With prolonged use of corticosteroids, a number of side effects and complications are possible: delayed wound healing, provocation of exacerbation of existing infectious foci, depression and psychosis, peptic ulcers, subcapsular cataracts, osteoporosis, signs of Cushing’s syndrome.

The frequency of side effects depends on the nature of the drug, its dose, duration of treatment; in general, it is quite large and appears in about 50% of cases with corticosteroid treatment. The indications for the use of corticosteroids for purulent meningitis are severely limited. They should be used only for severe cerebral edema, usually as an adjunct to intravenous administration of mannitol.

The anti-edema effect of corticosteroids usually appears after 12 hours of aces . Corticosteroids are especially effective in vasogenic edema caused by a brain tumor, their effectiveness in traumatic brain injury, especially in adults, in brain hemorrhage, as well as in cytotoxic edema associated with hypoxia and ischemia of the brain is controversial.

The treatment with corticosteroids requires regular monitoring of glucose and electrolytes in the blood for the timely diagnosis of occasionally arising hyperglycemia and hypernatremia.

Patients with cerebral edema, along with dehydration, need to monitor the level of ventilation of the lungs and the state of central hemodynamics, as well as taking measures to normalize microcirculation and general cerebral blood flow.

In case of cerebral edema, patients may need non-specific treatment aimed at normalizing respiration (restoration of airway patency, ensuring sufficient oxygenation, prevention and timely treatment of pulmonary complications), cardiac activity, arterial pressure.

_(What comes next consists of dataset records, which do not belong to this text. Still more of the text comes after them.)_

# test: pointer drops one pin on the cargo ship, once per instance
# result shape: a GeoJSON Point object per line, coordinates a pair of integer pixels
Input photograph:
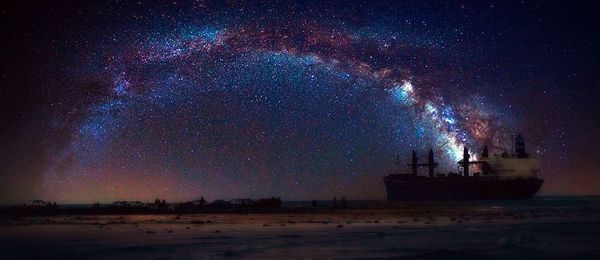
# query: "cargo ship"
{"type": "Point", "coordinates": [506, 176]}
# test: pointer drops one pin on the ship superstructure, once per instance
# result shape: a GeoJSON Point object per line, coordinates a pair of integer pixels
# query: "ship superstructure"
{"type": "Point", "coordinates": [513, 175]}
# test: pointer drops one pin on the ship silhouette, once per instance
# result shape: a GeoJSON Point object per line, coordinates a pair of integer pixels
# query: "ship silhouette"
{"type": "Point", "coordinates": [505, 176]}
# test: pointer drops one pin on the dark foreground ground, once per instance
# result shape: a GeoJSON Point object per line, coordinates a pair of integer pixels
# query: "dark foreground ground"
{"type": "Point", "coordinates": [540, 228]}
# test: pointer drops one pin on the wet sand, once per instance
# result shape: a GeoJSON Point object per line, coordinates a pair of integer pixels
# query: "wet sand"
{"type": "Point", "coordinates": [429, 231]}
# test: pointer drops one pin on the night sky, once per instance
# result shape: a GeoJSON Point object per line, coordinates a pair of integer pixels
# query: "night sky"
{"type": "Point", "coordinates": [110, 100]}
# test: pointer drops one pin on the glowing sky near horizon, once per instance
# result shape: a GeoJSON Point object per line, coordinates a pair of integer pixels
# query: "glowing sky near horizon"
{"type": "Point", "coordinates": [304, 99]}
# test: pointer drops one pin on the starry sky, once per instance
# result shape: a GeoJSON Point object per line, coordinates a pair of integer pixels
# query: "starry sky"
{"type": "Point", "coordinates": [111, 100]}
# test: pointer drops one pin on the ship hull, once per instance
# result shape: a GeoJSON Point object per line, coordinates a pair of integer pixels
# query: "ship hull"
{"type": "Point", "coordinates": [414, 188]}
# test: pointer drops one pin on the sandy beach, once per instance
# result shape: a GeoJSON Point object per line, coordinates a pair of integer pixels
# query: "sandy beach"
{"type": "Point", "coordinates": [423, 230]}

To facilitate the venous outflow from the cranial cavity, it is necessary to raise the head end of the blood and set it at an angle of 15-30 . Necessary to control the state of the water-electrolyte balance, CBS and their correction, it is desirable to limit the amount of fluid injected to 1 -2 5 liters per day.

If possible, avoid using vasodilators.

Conducting dehydration, it is necessary to stop excessive hypertension at the same time, to take appropriate measures in case of hyperthermia, psychomotor agitation, epileptic seizures. According to the testimony used antihypoxants, metabolically active agents, in particular nootropics, vitamin complexes.